Today I co-taught a pre-release class in a men’s prison.  It was the first class I have taught in prison.  It will not be the last.

It’s funny to me that a large part of the reason I am co-teaching this particular class is because my friend and co-teacher didn’t feel comfortable doing this new thing alone. She is extremely capable and will do great once she feels comfortable (and then we will follow our plan and I will abandon her).  I don’t feel particularly called to this class at this time, but I do feel called to empower others for ministry to the vulnerable so I know that I am exactly where I need to be.

And then I thought about the church services the team from my church lead at the county jail a couple months ago.  I had not set foot in the jail before planning the church service and leading my team of 8 to lead the inmates in worship and teaching. I didn’t know what it looked like, I just jumped in and pulled others along with me.
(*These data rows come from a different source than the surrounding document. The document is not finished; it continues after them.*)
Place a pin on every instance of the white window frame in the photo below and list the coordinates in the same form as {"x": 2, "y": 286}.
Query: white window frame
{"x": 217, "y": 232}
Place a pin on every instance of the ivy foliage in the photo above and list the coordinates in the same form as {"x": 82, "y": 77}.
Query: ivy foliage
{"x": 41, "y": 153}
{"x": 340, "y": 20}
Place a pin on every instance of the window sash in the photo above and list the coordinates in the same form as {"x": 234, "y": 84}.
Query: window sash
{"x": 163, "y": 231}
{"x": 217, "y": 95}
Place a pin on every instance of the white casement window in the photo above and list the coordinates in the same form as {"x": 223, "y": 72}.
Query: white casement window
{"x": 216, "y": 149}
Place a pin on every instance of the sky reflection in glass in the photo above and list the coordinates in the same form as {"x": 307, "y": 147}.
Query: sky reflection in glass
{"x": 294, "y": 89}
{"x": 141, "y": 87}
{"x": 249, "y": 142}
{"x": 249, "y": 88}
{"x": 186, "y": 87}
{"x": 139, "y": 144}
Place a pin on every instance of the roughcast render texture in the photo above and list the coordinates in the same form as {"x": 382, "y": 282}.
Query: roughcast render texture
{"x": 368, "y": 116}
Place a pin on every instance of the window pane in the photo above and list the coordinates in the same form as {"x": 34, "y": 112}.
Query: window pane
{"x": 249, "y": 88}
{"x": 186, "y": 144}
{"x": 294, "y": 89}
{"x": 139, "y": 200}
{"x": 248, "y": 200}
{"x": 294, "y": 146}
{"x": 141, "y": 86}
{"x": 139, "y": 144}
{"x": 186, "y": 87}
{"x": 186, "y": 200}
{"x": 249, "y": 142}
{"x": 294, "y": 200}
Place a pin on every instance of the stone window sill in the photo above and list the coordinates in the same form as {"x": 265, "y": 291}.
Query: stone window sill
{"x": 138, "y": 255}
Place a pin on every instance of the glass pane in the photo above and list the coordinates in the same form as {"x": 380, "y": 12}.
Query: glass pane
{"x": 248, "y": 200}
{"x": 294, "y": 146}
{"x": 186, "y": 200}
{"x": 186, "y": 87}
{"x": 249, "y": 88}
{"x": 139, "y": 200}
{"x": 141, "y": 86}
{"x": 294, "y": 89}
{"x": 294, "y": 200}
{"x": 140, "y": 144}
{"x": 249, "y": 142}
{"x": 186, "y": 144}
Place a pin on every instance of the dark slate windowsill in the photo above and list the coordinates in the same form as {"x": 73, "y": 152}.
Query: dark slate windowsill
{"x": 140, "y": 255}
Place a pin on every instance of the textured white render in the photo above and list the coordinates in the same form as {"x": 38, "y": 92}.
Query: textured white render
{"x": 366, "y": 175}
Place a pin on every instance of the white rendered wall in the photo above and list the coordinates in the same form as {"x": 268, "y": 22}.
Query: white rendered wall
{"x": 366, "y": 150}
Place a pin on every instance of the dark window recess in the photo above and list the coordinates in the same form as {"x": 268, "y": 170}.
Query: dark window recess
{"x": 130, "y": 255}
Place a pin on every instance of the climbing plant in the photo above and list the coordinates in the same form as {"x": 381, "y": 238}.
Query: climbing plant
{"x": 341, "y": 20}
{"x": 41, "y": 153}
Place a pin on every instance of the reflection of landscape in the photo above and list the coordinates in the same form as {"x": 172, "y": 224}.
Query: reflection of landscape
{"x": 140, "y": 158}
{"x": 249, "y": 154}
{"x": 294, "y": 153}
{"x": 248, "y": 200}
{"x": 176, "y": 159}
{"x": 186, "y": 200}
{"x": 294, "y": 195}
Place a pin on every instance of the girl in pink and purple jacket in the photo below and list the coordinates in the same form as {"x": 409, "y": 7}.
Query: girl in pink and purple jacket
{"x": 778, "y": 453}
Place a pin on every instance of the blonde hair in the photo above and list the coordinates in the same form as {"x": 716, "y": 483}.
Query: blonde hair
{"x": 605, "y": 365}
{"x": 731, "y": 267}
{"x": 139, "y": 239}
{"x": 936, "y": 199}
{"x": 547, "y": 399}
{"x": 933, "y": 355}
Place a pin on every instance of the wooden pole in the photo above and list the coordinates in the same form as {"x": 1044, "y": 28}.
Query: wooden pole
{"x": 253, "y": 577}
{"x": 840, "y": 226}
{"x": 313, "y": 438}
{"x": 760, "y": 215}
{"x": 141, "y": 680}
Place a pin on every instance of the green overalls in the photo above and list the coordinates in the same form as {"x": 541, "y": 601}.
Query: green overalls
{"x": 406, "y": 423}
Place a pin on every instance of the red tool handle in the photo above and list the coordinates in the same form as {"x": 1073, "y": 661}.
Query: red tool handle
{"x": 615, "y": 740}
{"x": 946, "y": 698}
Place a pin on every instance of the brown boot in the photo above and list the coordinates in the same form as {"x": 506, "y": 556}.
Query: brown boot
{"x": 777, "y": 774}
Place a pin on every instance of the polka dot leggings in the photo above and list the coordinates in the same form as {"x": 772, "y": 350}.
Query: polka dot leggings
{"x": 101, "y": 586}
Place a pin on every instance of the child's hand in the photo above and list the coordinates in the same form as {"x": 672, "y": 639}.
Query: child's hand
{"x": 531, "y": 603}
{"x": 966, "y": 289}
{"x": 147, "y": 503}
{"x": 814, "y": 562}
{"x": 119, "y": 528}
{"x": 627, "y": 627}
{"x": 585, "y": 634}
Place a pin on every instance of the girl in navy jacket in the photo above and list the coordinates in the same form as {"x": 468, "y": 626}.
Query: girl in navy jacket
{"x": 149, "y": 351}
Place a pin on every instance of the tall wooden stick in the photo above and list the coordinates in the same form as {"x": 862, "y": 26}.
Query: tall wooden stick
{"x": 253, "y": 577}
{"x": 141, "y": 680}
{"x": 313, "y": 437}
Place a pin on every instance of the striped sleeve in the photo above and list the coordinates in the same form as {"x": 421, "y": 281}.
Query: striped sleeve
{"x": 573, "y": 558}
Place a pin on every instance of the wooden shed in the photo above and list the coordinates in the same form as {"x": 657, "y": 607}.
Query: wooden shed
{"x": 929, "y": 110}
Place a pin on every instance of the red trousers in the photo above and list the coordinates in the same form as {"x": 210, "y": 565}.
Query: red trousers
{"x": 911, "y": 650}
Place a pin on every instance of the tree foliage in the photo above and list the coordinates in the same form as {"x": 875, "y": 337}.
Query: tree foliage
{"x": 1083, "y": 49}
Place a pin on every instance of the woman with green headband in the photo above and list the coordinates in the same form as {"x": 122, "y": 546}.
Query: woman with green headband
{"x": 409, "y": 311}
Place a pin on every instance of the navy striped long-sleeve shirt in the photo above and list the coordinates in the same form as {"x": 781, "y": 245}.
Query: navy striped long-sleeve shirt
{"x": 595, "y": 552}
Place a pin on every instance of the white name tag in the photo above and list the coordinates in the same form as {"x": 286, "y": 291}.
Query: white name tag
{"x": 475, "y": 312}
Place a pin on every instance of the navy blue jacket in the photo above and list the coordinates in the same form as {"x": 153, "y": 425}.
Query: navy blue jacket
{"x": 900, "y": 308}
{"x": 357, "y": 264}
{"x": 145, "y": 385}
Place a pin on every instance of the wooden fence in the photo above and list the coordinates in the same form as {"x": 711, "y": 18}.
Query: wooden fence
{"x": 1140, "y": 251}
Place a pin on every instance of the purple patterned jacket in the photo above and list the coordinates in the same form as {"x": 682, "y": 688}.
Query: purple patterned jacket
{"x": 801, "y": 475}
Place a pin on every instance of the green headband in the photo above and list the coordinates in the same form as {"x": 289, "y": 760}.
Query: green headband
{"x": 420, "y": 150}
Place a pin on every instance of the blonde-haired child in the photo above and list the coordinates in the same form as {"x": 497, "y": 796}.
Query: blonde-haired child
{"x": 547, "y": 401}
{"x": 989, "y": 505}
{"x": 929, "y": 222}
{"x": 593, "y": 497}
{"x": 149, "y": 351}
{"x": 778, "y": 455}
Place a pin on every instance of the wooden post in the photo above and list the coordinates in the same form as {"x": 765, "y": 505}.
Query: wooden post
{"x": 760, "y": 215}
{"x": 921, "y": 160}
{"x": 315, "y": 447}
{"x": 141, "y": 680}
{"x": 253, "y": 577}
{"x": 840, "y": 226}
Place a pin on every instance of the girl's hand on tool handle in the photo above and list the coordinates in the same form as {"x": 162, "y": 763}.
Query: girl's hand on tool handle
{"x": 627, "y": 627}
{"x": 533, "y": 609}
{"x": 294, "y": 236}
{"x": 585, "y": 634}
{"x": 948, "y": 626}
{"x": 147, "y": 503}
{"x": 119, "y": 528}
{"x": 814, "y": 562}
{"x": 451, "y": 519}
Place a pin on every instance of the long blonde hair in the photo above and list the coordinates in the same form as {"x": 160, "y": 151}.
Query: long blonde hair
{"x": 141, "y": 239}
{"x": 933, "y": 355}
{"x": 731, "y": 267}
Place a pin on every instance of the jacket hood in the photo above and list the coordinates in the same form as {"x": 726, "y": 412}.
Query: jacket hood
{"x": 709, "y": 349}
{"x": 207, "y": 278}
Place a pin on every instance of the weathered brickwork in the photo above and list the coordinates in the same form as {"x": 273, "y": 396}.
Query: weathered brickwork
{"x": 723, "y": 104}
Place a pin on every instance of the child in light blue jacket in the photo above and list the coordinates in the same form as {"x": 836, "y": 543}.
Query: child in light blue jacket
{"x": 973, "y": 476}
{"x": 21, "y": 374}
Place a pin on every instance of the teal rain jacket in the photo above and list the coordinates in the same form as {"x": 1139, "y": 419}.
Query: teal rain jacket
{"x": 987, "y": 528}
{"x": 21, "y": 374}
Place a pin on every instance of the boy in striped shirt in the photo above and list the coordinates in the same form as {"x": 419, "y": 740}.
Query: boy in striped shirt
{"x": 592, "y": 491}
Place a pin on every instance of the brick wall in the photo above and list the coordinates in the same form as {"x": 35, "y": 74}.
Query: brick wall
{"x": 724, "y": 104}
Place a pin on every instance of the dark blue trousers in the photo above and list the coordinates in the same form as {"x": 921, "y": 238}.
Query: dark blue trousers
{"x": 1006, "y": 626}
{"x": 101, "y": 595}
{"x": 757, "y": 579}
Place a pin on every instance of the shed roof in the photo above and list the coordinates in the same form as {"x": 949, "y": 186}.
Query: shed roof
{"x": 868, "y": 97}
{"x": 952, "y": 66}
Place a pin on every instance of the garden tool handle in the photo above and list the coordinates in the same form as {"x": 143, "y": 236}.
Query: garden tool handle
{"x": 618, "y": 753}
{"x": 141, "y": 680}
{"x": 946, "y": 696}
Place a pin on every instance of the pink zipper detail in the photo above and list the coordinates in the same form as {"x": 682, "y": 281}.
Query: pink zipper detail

It’s not that I had no idea what I was doing.  I teach (college students) on a regular basis, I prepared and lead services for Celebrate Recovery for over a year, and through various recovery ministries I’ve met and befriended a large number of people with complicated backgrounds.  So, with the exception of the one guy on our jail ministry team who had been incarcerated previously, I am the most knowledgeable/experienced person on the team about our ministry context but I am by no means a seasoned pro and I’d still never lead a church service in a jail or taught in a prison until a couple months ago.

I love drawing people deeper into ministry, but I don’t particularly like leading blindly.  I’d rather know and understand the context and feel completely comfortable before slowly introducing others.  As a leader you don’t always have the luxury of knowing the road ahead or even understanding terrain you’re currently on.  So you learn as much as you can, pray as much as you can, and go where God guides.